3. Build a safety network
An abuser will do his best to isolate you. So you need to reconnect with your loved ones, friends, and people in your community. Especially since you haven’t been in touch with them in a while due to your situation. [Read: How to be independent & balance seeking help and being stubborn]
4. Remember why you left
It’s perfectly normal to miss your abuser, but that doesn’t mean you should give them another chance. Write a note to yourself and outline your decision to end the relationship. Give reasons why it’s crucial for you to stay away from this person.
Whenever you miss your partner, use the note as a gentle reminder that the relationship is toxic and getting in touch with this person may not be the healthiest or safest measure.
5. Put yourself first
It’s time to stop thinking about what your abuser might feel if you leave them. How will you feel if you stay? Will anything change if you stay?
It’s not selfish to prioritize your own well-being. Leaving someone who abuses you isn’t quitting. You deserve kindness, too, and if you can’t even give yourself that, who else can?
6. Work toward becoming independent
The only way for you to not get back into the same or another abusive relationship is to become independent. This whole time you are dependent on your abuser. He tells you what to do, who to be, and how to live your life. It’s time you took back control of your life.
Establish financial independence, including your own source of income, savings, and credit. This will improve your chances of staying away from your partner. [Read: 24 ways to be a strong independent woman all men love and desire]
Help hotlines
Here are several hotlines dedicated to helping victims understand their rights and options.

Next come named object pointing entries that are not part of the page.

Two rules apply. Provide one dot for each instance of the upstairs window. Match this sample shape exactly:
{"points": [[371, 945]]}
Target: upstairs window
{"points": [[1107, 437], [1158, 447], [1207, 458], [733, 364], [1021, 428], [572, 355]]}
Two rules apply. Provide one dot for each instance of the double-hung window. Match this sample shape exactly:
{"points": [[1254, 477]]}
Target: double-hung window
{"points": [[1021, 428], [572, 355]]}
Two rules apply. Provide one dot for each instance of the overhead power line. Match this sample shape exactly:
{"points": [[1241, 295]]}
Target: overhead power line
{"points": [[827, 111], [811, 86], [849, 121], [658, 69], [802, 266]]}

Hotline: 1 (800) 799 – 7233
Available 24 hours a day, 7 days a week via phone and online chat. This service is for anyone experiencing domestic violence. You’ll be provided with resources, information, and answers to all questions about abusive relationships.

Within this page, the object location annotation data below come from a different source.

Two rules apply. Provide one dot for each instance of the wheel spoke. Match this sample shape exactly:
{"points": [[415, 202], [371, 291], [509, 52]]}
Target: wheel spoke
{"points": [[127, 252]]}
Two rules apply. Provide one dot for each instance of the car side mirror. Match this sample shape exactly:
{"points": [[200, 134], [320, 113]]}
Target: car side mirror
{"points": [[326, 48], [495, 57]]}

Hotline: 1 (866) 331 – 9474
Available 24 hours a day, 7 days a week via phone and online chat. This service offers help and support to young people about their dating relationships.
Hotline: 1 (844) 762 – 8483
Available Monday to Friday, 9AM to 5:30PM CTS via phone. This safe, confidential, and anonymous service is for Native Americans experiencing domestic abuse and dating violence.

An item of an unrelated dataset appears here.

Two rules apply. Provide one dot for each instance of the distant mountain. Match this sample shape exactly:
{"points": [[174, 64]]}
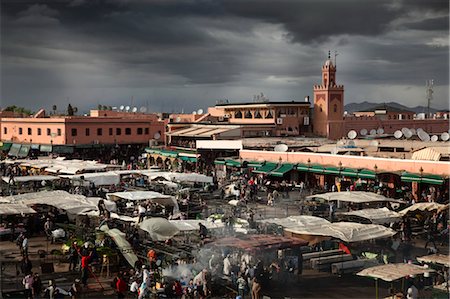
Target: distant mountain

Hotline: 1 (833) 723 – 3833
Email: crisis@pathwaystosafety.org
Available 24 hours a day, 7 days a week via phone and online chat. This service assists Americans experiencing interpersonal and gender-based violence abroad.
Hotline: 1 (888) 843 – 4564
Email: help@LGBThotline.org
Hours vary, via phone and online chat. The service helps gay, lesbian, bisexual, transgender, and questioning people by providing free and confidential peer support.
Email: https://hotline.womenslaw.org/public
This service provides basic legal information, referrals, and emotional support for victims of abuse.
Understanding why women stay in abusive relationships doesn’t have a simple black and white answer. Abuse is such a complicated, multi-dimensional issue that it’s not so simple to suggest if someone is abused they should just leave. Instead, learn to support them and educate yourself so it doesn’t happen to you.